Plov here costs city prices, not airport prices
Canteen Stolovaya sits outside Almaty International Airport (ALA), used mostly by airport workers and taxi drivers looking for a cheap hot meal before or after shifts. It’s not in T1 or T2, and it’s not signposted from arrivals, so expect a short walk or a 3–5 minute taxi ride from the terminal doors. Figure local city stolovaya pricing: you can eat decently for the cost of a single coffee inside the airport.

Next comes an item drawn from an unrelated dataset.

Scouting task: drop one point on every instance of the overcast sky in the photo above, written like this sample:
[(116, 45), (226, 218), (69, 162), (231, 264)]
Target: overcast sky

This is classic Soviet-style cafeteria: metal trays, steel counters, fluorescent lights. Food sits behind glass; you point, they plate. Typical rotation runs plov, meat cutlets, borscht or other soups, plus beet and cabbage salads, all priced per item, usually well under 2,000–2,500 KZT for a full plate. Payment is at a single cashier, cash and local cards common; don’t count on foreign cards working every time.
Regulars are ramp workers and taxi drivers who come in around 12:00–14:00, then again after the evening bank of flights, hitting the soup and plov first. Reddit reports line up with that: food is noticeably fresher at local lunch hours, and that’s when trays get refilled instead of sitting. If you show up at 09:30 or late at night, expect more limited choice and some dishes clearly holding for a while.
Big drawbacks: zero English menu and very little English spoken, plus no clear signage from ALA. You’ll be pointing at dishes and maybe using Google Translate, and a few Google reviews call the room “very basic” and “Soviet,” which is fair. Also, this is landside-only: if you’re already airside in T1 or T2, you’d need to exit, eat, then re-clear security, easily adding 45–60 minutes.
Tip: land in Almaty before midday, drop bags or clear passport control, then walk or grab a short taxi ride to Canteen Stolovaya for lunch around 13:00, eat for city prices, and head back with at least an hour spare before check‑in cut-off.